Unbeknownst to the migrants, the alleged smuggler had in fact constructed a false border post in the forest, not far from the real Finnish border around the city of Vyborg. The man drove the migrants from the St Petersburg region towards the real Finnish border. He left them in the forest, saying they were now in Finland. Having appeared to have fulfilled the contract, the migrants claim they handed over the promised 10,000 euros to the smuggler, stated the Russian border authorities.
The Russian-Finnish border runs for over 1,000 kilometers -- much of it through uninhabited forest and tundra and covers the entire eastern side of Finland. According to AFP, after several hours of marching through the forest, the smuggler brought the men to his fake border post and then left.
Russian border guards told news agencies that they stopped the four migrants still wandering in the forest and later picked up the smuggler. A video on a Russian online site purports to show four men of South Asian appearance wrapped up in padded jackets at night with their hands held in the air.

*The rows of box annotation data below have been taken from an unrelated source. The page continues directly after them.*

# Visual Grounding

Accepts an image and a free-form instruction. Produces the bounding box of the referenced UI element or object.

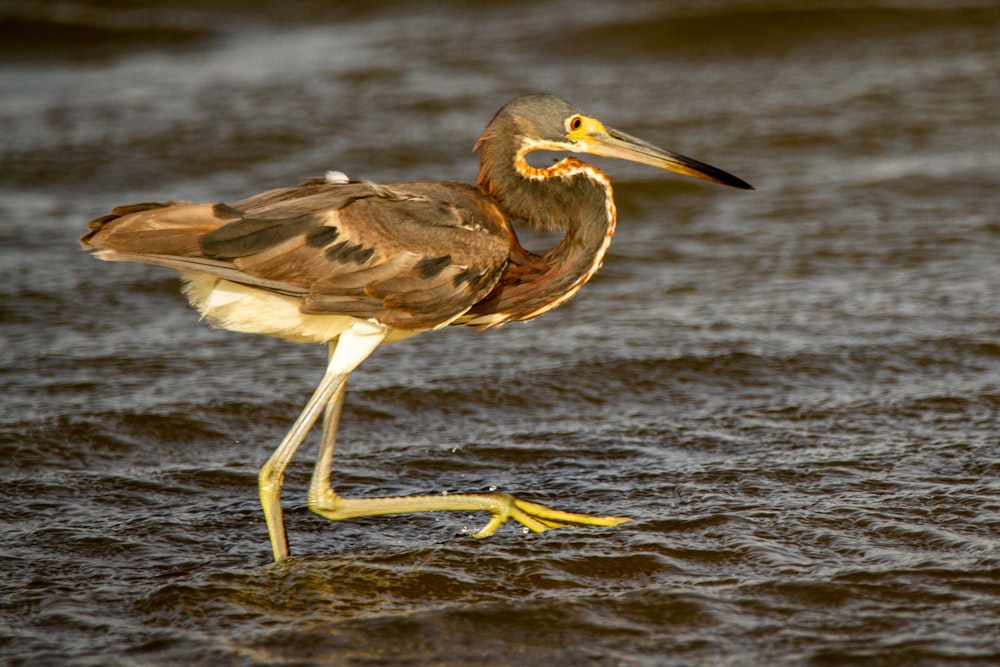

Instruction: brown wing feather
[82,181,509,329]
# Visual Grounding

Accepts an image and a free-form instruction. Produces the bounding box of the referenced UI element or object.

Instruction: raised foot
[472,493,632,538]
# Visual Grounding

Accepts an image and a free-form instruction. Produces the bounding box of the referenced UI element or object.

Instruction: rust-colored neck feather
[466,129,616,326]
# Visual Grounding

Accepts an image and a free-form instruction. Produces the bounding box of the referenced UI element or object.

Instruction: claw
[472,493,632,538]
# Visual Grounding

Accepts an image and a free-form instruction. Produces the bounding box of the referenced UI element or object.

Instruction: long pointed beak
[574,126,753,190]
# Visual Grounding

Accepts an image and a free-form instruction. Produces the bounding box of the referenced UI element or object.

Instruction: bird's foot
[472,493,632,538]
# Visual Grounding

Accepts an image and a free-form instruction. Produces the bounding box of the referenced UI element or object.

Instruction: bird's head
[476,95,753,190]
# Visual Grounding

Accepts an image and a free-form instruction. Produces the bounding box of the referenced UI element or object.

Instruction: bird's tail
[80,202,240,262]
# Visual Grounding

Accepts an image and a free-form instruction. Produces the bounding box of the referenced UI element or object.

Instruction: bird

Later in the video two men, whose faces we don’t see, are counting out money at a table.
The arrest is meant to have taken place on November 28 and the court sentenced the migrants on December 4. The migrants were given a fine and are due to be expelled from Russia. The alleged smuggler is being pursued for the more serious crime of fraud and is held in detention pending further investigation.
From Russia to the EU
Over the years thousands of migrants from central Asia, Afghanistan, South Asia and Africa have attempted to cross into the EU via the Russian border. Due to a Russian rule that one cannot cross the border on foot, migrants have bought Lada cars, which they then abandoned at the border, and later bicycles, in order to reach EU territory.The Finnish Border authorities have a website in English about the area. They explain that there is a three-kilometer border zone “to maintain order at the border and to maintain border security.”
“Entry to the border zone is forbidden. […] Illegally staying in the border zone will always lead to judicial measures.” They add that the perimeter of this forbidden zone is marked with “yellow border signs, yellow circles painted on or affixed to trees and poles and booms located on roads and access routes.” If you are attempting to cross by water, you will find “yellow beacons, buoys and pairs of leading marks […] used to mark the border zone.”
In 2016 the state sponsored Russian TV channel from Russia Today (Ruptly) reported on those trying to make it across the Russian-Finnish border much further north near the Finnish town of Salla.